Electric hobs to blame for more than 5% of serious burns in children

17 October 2017

Latest statistics show alarming numbers of children are experiencing life-changing burn injuries in the kitchen

Wednesday 18th October

This National Burn Awareness Day, Electrical Safety First with the support of the Children’s Burns Trust, is working to raise awareness of how to avoid burns and scalds in the kitchen.

Last year, more than 6,000 children were seen by specialist centres after suffering from serious burns or scalds. Over half of these children were under the age of 5 – that’s 11 toddlers every single day.

The most common place of injury for children is the kitchen. More than 5% (457) of children treated had suffered a burn caused by an electrical hob.

Children are especially vulnerable as their skin can be 15 times thinner than that of adults. A burn injury is for life and the scars can be psychological as well as physical.

The majority of injuries occur as a result of an accident that could have been prevented.
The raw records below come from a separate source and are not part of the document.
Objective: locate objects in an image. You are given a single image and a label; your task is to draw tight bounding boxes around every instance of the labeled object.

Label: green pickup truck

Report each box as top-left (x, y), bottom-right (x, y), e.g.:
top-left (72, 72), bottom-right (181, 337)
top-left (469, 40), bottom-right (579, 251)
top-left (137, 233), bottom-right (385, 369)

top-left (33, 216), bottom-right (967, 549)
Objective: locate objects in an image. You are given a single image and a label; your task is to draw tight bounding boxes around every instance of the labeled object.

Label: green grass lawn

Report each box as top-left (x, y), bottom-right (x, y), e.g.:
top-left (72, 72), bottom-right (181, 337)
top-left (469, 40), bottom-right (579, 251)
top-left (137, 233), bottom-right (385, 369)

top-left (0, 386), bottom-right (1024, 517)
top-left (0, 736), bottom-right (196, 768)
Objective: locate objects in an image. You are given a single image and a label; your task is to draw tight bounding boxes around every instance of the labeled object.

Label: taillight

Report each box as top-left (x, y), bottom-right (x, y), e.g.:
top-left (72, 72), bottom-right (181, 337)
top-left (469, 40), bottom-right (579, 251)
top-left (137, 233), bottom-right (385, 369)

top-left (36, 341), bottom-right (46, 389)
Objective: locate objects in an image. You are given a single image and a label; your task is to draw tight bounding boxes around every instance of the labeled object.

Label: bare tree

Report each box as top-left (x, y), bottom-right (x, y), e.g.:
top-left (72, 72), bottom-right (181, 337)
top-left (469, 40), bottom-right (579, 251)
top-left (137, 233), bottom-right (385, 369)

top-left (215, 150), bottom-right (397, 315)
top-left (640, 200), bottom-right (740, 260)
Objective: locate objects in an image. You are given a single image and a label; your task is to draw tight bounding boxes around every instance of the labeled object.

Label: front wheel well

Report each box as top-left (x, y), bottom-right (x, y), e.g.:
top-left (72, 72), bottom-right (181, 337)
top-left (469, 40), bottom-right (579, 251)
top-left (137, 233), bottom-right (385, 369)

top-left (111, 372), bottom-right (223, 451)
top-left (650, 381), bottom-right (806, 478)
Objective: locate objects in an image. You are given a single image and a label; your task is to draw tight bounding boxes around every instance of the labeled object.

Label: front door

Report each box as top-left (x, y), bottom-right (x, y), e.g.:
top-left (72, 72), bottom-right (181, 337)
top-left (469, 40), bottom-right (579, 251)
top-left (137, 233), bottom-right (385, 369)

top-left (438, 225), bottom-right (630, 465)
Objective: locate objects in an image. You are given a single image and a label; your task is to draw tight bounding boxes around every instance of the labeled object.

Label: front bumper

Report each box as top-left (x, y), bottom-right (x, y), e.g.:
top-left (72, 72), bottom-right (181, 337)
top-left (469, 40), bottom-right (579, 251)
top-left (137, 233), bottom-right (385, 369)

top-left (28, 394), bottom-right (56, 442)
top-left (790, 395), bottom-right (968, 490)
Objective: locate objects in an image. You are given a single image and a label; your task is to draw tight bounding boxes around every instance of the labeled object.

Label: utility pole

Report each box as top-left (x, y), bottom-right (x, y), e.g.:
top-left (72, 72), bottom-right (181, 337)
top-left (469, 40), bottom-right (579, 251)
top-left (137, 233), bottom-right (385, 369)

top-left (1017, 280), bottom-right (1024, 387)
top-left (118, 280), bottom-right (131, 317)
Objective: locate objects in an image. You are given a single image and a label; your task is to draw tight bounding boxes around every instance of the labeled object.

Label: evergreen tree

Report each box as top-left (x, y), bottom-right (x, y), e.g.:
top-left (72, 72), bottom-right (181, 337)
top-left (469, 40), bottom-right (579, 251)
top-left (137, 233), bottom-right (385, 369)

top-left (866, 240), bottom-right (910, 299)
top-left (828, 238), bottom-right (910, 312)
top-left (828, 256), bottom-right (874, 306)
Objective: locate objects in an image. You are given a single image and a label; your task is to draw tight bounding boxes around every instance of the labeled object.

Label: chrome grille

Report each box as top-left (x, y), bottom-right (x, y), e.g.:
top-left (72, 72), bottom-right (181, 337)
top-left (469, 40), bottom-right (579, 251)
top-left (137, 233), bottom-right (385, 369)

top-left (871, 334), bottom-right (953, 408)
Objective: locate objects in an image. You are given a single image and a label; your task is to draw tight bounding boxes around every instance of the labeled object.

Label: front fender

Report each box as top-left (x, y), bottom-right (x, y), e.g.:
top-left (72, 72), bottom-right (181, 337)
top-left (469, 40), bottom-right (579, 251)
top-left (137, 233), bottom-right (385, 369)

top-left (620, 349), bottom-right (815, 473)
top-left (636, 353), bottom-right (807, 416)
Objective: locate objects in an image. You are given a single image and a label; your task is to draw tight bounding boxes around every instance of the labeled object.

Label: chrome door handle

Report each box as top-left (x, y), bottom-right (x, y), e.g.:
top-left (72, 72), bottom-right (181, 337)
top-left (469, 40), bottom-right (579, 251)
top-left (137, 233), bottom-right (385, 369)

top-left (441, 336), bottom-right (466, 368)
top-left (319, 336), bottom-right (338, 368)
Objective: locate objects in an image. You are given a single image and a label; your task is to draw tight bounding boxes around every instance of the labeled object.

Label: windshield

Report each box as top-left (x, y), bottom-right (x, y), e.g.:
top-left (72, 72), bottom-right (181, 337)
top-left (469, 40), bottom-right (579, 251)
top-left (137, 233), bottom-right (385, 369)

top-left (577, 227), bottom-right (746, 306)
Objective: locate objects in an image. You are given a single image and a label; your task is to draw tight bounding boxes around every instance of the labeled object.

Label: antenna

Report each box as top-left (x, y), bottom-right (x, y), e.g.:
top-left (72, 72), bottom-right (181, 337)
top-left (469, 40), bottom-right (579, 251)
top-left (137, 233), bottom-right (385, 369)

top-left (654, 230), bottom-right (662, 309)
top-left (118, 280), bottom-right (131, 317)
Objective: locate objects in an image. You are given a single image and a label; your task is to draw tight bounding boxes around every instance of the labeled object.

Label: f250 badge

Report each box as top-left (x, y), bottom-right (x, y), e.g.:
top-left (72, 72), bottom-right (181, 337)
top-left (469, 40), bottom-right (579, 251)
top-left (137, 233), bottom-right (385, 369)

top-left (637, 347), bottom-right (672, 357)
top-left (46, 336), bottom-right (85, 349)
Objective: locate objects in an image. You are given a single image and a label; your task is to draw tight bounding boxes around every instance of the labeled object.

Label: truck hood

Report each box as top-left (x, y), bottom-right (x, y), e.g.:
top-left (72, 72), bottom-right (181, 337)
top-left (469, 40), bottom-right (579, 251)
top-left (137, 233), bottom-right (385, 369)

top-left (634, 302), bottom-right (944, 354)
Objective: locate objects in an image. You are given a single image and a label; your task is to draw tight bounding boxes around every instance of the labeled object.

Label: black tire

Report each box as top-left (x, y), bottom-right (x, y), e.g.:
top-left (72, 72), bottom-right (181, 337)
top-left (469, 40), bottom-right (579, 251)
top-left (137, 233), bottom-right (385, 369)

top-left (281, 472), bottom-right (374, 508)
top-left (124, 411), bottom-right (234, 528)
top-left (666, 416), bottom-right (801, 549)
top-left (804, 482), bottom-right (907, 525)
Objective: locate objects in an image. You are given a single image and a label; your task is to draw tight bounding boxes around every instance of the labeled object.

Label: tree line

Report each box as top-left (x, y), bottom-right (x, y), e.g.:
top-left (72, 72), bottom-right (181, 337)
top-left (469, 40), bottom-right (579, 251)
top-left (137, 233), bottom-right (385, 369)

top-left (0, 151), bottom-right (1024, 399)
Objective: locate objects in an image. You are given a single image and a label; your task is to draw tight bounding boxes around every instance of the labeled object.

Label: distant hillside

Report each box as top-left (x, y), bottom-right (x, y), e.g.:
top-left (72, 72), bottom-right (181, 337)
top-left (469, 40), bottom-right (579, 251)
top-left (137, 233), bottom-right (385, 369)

Emma Drackford, Director of Communications at Electrical Safety First, said: 

“The vast majority of burn injuries are accidents and most are entirely avoidable. In order to protect children from burns and scalds we need to recognise that everyday things such as leaving saucepans unattended or boiling a kettle can be potential dangers for children. Always keep an eye on your child when they’re in the kitchen and never leave them unattended.”

Keep your children safe

  • Keep appliance cords short and out of reach. Children can pull or trip on them, risking a serious burn from a kettle full of boiling water.
  • Electric ovens are one of the top causes of burns in children. Place child-proof covers on your oven and stove knobs, and consider getting a stove guard or safety gate.
  • Try to cook on the hobs at the back of the stove, and turn the handles of your saucepans and frying pans inward. This will reduce the risk of a child accidentally knocking them off.
  • Don’t carry your child while you’re using the oven, stove or kettle - they could get splashed with hot liquid or food, or cause a distraction.
  • Be vigilant. Keep an eye on your child when they’re in the kitchen and never leave them unattended, particularly when you’re cooking.


For more information please contact:

Sophia Alipour T: 020 3463 5130 E: sophia.alipour@electricalsafetyfirst.org.uk

Editors’ Notes

  • Electrical Safety First is a UK Charity dedicated to reducing and preventing damage, injuries and death caused by electricity. More information can be found at http://www.electricalsafetyfirst.org.uk
  • All statistics are from the International Burn Injury Database (iBID) The iBID is a collaboration between the Burn Services of England and Wales and NHS England. In 2016/17 twenty-two hospitals providing burn care contributed to the figures above. They do not include burn injuries seen in emergency departments or admitted to hospitals that are not specialised burn services.